Me sentía fuera del planeta, no era yo. Este cuerpo mío, que a veces no reconozco, que consigue doblegarme contra mi voluntad, se apoderaba de mí, cada vez con más intensidad y frecuencia. Me transformaba y enajenaba sin poder remediarlo. No era capaz de controlarlo. Mi cuerpo era como un alien que me dominaba.
Desde hace tres años y medio no sé lo que es la estabilidad, tanto física como emocional. Estoy en un constante ir y venir y sólo un amplio surtido de pastillas, aún me proporciona momentos en los que, a veces, consigo olvidarme de ello por unos minutos. En esos momentos saboreo la felicidad, respiro optimismo, me lanzo a una actividad frenética. Digo: ‘Es el momento, ahora puedo’.
Como si de un viaje astral se tratara, voy volviendo al planeta de las realidades presentes. Mi vista recorre el desorden del estudio. Observo mi mesa, una autentica maraña de pinceles, tubos de óleo, botes de pigmentos, fotografías, disolventes, paletas embadurnadas de pintura seca, papeles con dibujos esbozados, dibujos que dejan ver la participación del señor Parkinson en su elaboración.

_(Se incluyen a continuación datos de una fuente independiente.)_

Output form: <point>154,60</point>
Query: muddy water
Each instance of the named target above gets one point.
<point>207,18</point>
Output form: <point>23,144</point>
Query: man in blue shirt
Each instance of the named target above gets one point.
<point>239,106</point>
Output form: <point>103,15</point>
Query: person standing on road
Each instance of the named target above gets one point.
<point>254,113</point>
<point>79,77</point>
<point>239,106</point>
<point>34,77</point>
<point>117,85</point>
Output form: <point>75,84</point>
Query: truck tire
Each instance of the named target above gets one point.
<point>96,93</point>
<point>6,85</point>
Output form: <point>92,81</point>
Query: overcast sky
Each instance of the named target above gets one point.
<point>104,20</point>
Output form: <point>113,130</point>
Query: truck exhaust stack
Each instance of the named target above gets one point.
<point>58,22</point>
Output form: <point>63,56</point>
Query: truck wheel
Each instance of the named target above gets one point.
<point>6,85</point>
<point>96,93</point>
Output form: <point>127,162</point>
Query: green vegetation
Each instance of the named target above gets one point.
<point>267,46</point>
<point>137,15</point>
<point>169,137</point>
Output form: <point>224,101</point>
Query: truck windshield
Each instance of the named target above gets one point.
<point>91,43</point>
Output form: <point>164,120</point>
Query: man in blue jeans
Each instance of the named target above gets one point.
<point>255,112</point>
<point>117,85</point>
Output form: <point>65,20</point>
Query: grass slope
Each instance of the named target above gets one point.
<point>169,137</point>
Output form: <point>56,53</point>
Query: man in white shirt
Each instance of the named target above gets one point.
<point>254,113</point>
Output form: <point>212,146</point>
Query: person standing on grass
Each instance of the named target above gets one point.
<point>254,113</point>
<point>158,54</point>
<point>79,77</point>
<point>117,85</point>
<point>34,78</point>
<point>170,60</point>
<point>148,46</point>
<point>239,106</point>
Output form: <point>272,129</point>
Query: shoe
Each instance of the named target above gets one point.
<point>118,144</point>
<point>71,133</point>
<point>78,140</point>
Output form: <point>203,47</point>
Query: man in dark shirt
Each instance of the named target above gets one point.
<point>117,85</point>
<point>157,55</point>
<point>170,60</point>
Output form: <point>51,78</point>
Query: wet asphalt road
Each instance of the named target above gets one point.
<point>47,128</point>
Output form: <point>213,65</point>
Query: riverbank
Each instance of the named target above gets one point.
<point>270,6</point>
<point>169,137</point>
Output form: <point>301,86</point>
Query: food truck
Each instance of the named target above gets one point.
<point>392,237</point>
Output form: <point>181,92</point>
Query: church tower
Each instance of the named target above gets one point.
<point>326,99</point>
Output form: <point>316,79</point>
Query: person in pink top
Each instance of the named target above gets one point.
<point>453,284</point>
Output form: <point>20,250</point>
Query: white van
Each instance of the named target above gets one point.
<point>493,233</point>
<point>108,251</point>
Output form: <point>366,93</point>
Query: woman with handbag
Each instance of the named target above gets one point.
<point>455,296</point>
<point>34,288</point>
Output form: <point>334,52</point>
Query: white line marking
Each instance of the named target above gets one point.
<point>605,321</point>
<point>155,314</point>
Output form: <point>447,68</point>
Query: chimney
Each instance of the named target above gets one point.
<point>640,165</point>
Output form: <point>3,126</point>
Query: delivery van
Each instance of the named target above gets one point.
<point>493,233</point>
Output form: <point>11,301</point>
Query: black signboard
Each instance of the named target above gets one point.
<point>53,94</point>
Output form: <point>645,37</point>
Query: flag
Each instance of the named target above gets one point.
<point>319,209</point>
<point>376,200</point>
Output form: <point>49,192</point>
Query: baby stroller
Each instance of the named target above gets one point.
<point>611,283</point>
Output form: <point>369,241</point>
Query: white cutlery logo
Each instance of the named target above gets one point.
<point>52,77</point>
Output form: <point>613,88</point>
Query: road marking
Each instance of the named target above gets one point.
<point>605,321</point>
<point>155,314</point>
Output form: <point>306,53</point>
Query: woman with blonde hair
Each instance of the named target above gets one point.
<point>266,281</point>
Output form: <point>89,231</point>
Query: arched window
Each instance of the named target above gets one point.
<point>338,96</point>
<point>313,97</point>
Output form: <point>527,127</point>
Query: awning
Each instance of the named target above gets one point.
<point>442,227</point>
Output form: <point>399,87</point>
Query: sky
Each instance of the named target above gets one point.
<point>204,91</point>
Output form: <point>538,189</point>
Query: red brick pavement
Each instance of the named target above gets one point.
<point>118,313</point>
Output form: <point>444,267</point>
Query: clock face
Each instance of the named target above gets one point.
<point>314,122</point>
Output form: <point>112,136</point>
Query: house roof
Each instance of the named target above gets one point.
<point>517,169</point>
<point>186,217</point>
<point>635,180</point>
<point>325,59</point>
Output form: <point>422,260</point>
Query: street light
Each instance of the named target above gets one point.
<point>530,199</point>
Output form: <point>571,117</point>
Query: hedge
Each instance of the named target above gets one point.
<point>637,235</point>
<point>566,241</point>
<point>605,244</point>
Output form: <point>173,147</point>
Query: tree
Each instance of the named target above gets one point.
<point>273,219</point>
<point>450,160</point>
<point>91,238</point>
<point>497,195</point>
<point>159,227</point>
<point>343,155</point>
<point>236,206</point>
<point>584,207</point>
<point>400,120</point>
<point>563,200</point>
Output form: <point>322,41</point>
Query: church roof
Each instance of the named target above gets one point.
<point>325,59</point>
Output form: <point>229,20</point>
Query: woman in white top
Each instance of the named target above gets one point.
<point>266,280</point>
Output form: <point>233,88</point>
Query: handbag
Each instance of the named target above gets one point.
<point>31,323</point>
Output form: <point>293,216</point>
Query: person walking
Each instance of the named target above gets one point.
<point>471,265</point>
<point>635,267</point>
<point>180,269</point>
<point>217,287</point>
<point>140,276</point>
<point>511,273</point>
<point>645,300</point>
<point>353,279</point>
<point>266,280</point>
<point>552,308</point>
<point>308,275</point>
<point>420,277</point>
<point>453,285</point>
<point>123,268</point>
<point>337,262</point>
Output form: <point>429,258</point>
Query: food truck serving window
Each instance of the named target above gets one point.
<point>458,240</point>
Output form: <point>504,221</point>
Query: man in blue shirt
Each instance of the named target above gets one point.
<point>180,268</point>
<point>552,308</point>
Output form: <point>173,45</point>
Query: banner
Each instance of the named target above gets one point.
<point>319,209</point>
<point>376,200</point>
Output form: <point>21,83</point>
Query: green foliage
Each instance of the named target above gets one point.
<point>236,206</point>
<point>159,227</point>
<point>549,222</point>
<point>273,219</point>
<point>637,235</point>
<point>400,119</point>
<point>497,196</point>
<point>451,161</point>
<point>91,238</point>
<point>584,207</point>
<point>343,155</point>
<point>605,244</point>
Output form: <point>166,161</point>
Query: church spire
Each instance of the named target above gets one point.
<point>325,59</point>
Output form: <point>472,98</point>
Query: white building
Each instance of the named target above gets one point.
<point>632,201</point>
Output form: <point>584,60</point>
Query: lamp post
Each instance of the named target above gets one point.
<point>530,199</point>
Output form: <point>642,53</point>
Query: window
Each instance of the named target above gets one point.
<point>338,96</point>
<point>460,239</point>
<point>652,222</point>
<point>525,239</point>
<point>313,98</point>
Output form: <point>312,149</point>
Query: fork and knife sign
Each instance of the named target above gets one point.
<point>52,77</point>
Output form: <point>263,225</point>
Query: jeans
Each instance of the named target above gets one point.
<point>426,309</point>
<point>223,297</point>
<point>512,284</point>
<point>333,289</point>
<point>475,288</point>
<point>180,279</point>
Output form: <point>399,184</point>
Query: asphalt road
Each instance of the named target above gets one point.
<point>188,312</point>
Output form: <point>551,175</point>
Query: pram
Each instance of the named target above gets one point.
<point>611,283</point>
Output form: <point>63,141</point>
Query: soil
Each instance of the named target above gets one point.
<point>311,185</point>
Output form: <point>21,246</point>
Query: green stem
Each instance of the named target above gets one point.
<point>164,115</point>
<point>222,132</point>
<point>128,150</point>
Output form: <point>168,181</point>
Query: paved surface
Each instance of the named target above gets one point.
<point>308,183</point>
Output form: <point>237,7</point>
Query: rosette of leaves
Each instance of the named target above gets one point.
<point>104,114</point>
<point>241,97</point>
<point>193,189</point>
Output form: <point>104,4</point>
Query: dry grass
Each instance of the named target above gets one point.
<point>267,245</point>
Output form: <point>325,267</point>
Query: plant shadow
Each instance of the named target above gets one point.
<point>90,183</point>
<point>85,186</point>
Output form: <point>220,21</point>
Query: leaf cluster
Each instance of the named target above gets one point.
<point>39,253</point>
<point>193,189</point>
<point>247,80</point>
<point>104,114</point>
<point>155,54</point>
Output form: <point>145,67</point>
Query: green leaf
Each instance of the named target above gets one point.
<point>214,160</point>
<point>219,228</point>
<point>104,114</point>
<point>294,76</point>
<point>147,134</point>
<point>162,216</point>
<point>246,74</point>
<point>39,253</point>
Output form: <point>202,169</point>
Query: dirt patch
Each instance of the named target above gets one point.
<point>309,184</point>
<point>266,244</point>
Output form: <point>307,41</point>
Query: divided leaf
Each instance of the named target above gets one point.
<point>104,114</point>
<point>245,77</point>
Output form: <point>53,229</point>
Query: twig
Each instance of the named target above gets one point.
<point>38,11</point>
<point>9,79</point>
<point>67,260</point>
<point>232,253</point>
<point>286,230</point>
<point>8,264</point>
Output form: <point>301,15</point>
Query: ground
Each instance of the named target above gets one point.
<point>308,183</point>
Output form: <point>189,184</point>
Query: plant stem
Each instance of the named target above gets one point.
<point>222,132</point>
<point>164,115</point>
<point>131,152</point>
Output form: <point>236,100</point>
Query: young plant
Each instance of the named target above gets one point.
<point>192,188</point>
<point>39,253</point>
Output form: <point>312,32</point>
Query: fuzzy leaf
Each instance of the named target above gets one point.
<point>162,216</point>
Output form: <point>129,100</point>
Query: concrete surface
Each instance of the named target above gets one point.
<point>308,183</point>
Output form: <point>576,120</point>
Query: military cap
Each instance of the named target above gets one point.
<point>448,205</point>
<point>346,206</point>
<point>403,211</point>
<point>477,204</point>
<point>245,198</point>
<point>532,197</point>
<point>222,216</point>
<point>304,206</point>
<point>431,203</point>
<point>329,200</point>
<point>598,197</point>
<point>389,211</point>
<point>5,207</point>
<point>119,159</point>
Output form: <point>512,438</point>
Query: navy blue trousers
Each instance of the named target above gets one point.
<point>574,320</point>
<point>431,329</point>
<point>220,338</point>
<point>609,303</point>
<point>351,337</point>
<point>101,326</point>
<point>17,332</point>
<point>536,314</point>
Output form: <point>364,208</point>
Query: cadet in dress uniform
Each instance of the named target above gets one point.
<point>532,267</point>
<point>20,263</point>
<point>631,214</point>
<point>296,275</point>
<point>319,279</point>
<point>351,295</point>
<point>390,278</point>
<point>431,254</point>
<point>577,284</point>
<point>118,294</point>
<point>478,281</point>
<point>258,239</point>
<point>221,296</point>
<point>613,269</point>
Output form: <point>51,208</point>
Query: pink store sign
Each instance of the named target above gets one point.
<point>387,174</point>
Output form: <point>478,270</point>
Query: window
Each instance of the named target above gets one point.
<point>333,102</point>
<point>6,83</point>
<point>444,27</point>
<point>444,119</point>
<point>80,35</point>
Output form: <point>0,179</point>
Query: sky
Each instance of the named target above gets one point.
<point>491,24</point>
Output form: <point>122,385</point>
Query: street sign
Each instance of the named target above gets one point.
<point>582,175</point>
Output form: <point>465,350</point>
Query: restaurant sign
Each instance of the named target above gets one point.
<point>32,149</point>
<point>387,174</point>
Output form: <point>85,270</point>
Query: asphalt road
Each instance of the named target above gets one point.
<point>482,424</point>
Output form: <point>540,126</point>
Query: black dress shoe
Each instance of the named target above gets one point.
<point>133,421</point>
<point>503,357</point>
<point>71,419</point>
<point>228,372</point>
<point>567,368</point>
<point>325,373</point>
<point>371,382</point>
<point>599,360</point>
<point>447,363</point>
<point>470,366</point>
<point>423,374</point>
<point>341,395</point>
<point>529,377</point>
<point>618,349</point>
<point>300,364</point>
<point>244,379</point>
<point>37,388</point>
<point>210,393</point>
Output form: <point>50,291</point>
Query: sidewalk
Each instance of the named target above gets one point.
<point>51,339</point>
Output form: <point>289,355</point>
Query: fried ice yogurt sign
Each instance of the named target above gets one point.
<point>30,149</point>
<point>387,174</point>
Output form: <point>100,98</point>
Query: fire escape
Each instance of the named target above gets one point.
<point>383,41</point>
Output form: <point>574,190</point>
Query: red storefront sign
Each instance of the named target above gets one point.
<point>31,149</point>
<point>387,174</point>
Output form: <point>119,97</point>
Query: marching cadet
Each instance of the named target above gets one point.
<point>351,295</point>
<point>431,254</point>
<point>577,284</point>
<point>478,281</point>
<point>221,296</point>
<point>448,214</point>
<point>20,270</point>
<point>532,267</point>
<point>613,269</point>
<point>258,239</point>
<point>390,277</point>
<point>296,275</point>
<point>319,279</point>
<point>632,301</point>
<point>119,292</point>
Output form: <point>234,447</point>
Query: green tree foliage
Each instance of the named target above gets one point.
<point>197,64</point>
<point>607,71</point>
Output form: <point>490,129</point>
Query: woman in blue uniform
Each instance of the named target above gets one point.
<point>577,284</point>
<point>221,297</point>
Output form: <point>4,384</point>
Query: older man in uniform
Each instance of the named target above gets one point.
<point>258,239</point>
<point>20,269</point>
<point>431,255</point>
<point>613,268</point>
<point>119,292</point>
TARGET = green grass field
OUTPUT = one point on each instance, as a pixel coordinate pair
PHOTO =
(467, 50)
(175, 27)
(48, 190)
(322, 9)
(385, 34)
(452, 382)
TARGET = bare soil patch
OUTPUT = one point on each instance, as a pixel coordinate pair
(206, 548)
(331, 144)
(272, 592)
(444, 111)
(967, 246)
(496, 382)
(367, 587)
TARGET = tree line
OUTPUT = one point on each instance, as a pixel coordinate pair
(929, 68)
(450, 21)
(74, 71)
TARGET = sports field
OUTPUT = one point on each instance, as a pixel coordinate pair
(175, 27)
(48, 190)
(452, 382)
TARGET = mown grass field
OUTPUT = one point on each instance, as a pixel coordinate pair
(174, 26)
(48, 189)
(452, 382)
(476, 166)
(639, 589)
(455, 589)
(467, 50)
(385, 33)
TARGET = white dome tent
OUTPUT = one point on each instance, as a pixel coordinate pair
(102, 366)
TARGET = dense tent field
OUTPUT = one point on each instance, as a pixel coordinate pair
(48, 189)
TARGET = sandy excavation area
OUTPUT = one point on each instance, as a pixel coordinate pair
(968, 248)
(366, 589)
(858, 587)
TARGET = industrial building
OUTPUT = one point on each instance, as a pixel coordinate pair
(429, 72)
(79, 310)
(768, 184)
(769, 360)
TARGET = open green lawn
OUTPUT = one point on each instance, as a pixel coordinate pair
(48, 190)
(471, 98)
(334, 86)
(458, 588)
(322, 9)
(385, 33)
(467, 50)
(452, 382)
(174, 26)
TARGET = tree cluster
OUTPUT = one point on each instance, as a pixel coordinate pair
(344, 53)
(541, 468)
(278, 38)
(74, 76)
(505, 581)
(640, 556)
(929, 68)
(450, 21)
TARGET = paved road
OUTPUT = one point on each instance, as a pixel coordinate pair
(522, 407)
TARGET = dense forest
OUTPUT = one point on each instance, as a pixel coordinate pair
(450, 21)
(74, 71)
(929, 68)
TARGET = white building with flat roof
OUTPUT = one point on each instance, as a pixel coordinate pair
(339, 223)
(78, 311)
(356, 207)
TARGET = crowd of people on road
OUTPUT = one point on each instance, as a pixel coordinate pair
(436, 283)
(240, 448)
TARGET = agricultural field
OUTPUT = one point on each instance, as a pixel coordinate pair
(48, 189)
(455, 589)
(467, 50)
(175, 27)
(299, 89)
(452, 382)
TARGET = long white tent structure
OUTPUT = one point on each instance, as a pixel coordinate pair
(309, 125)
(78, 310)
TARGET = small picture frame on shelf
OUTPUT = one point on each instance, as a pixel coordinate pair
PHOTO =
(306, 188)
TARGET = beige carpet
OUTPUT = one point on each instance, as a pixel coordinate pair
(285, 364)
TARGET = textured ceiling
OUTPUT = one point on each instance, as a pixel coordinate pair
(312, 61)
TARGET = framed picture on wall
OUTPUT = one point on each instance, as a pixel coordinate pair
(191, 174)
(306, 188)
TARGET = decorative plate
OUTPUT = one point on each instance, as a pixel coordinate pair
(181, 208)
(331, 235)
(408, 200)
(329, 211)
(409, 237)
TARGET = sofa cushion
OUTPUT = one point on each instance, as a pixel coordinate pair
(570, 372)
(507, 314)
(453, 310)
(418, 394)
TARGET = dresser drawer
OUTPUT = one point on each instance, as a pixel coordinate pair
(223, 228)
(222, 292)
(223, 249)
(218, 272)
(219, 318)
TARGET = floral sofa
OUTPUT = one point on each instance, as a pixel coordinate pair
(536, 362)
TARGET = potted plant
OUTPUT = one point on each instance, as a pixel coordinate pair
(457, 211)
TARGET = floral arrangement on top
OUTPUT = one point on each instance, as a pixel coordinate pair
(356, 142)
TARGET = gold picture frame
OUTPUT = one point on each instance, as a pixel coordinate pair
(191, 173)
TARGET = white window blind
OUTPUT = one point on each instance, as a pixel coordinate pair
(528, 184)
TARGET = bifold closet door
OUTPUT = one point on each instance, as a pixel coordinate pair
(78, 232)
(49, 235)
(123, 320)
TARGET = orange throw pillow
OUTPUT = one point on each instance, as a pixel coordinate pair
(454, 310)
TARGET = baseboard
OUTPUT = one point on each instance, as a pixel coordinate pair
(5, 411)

A menudo, después de tres años del diagnóstico, intento recordar cómo se comportaba mi cuerpo, sin estas constantes oscilaciones, y aún hay veces que pienso que estoy viviendo un mal sueño del que alguna vez pudiera despertar. No me acostumbro a perder la rapidez de movimientos y la rapidez mental, no me acostumbro a que me miren cuando tiemblo ni a que mi pierna derecha se arrastre; ni me acostumbro a que la expresión de mi rostro no transmita lo que en realidad siento. No. No me acostumbro. ¡No quiero acostumbrarme! Quiero luchar para vencer esta apatía.
De mis ojos brotan las lágrimas y se deslizan por mi rostro. Lloro hasta desahogarme y el fluir de las lágrimas me vacía la tristeza. A las lágrimas sucede un estado de ternura que me permite ver las cosas con cierta benevolencia. Está claro que mi mundo ha cambiado pero, aunque suene extraño y contradictorio, no todo ha sido negativo. No existe ninguna ley de compensación por la que la vida que premie a quien ha sufrido de modo especial, pero a veces parecen existir este tipo de recompensas. Es como el ying y el yang de nuestra existencia, es como la búsqueda de un equilibrio que nos impida hundirnos por completo.
Mirando a los de alrededor, a los más cercanos, y me di cuenta que miraban cómo acercarse a mí, con cautela, sin querer herirme, con todo el afecto del que eran capaces. Es verdad que el párkinson ha aportado a mi vida, paradójicamente, más riqueza afectiva, pues me beneficio del cariño auténtico de todos los míos y de mis amigos, de mis verdaderos amigos y de todos los nuevos amigos también afectados por el párkinson.
Sólo me queda decir que este relato se lo dedico a todos ellos. Consciente de no tener un futuro fácil, deseo que me sufráis lo menos posible y que podamos aun compartir los mejores momentos que me queden. Para vosotros va mi más sincero agradecimiento.